During the campaign against “degenerate art”, some 20,000 modern works were seized by the National Socialist regime from German public collections and removed from museums. After the enactment of the “Law on the Confiscation of the Products of Degenerate Art” in May 1938, it became clear that these works would not be returned to their original repositories.
Destruction took place in May 1936 at the Berlin Nationalgalerie, the first institution to acquire a Cézanne painting, where forty-four canvases were reduced to ashes in the boiler room of the former Kronprinzen-Palais; and around 5,000 works were burnt in the courtyard of Berlin’s main railway station on March 30, 1939, as “ restant non exploitable ”, according to a terminology specific to the language of the Third Reich.
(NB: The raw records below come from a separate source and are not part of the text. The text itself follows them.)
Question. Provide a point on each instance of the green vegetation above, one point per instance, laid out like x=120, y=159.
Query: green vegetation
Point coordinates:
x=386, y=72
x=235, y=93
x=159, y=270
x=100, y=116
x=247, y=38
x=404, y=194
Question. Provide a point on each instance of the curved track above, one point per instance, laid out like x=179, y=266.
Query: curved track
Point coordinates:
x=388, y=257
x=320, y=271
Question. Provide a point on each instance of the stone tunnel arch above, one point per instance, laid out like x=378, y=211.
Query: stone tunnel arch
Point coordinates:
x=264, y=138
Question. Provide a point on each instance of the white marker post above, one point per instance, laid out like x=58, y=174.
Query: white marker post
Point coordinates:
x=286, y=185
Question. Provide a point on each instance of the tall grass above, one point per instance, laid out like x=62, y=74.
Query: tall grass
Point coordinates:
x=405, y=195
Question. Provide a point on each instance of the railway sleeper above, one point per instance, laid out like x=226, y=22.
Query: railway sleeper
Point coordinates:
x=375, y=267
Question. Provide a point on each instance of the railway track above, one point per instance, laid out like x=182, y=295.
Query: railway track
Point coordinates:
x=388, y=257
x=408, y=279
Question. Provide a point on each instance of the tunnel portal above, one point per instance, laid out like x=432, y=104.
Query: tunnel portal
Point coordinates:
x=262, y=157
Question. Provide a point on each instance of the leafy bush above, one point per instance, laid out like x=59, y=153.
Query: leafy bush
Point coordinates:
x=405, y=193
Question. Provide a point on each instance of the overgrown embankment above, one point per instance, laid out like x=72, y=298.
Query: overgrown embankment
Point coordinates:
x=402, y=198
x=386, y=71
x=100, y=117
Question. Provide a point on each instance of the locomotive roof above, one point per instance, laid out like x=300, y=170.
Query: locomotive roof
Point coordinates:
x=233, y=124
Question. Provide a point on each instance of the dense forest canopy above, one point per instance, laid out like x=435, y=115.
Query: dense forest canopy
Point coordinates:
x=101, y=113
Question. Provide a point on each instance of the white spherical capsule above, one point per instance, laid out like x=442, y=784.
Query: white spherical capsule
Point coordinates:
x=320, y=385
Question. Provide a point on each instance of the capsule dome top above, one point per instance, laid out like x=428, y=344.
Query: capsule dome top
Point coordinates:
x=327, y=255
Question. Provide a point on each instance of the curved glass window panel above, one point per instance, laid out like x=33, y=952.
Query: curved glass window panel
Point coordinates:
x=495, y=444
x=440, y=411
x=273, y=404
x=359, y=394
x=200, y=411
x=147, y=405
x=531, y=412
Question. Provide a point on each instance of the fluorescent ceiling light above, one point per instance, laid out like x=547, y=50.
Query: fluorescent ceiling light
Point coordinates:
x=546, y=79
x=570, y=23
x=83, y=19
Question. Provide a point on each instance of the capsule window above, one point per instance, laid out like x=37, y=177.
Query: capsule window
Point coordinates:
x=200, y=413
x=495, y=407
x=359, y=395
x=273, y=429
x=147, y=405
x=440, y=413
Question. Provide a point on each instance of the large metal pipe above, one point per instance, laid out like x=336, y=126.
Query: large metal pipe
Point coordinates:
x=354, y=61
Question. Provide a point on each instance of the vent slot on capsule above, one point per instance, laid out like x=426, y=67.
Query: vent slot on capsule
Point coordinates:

A significant proportion of the so-called “degenerate” works, considered “exploitable”, were sold at the sale organized by the Fischer gallery in Lucerne on June 30, 1939, and above all via four dealers who handled some 9,000 works – Hildebrand Gurlitt, Karl Bucholz, Ferdinand Möller, Bernhard Böhmer – and who themselves relied on a network of numerous intermediaries.
The attack on modern art culminated in the defamatory “Entartete Kunst” (“Degenerate Art”) exhibition, held in Munich in 1937, which included over 600 works confiscated by the Nazis, by a hundred artists, from Otto Dix to Ernst Ludwig Kirchner, from Wassily Kandinsky to Emil Nolde, from Paul Klee to Max Beckmann, from Otto Freundlich to Kurt Schwitters. This propaganda event was part of a series of exhibitions that began in 1933 (Dresden, Mannheim, Karlsruhe, etc.) and continued in Germany and Austria until 1944.
The symposium draws on recent research and encourages the participation of young researchers. In particular, it aims to explore the echoes of the “degenerate” art campaign in France, the parallels between the French and German situations, the repercussions on artists and gallerists in France, and the positions of French critics and museum curators.
The main topics will be:
- The emergence and dissemination of the notion of “degeneracy” and its application to art history.
- The positions and reactions of various actors (artists, critics, historians, museum staff, etc.) to the campaign against “degenerate art”, particularly in France. Particular attention will be paid to papers proposals dealing with the reactions of artists designated as “degenerate” and transiting through France, faced with this campaign of denigration, destruction, dilapidation and obliteration of the avant-garde.
- The organization of “degenerate art” exhibitions, the scenography and content of these exhibitions, and their reception. Attention will also be paid to counter-exhibition projects organized in reaction to the Nazi campaign.
- The “degenerate art” trade and its implications in the French context.
- The historiography of “degenerate art” from 1945 to the present day. Developments in this field of study, the position of museums and institutional actors with regard to this issue, and new research prospects.
Transportation, meals and accommodation in Paris are covered on a fixed-price basis.
Proposals should consist of a single file headed by the name of the person responding to the call; they should include a short biography (maximum one page) and the communication proposal (maximum 500 words). They may be written in French or English.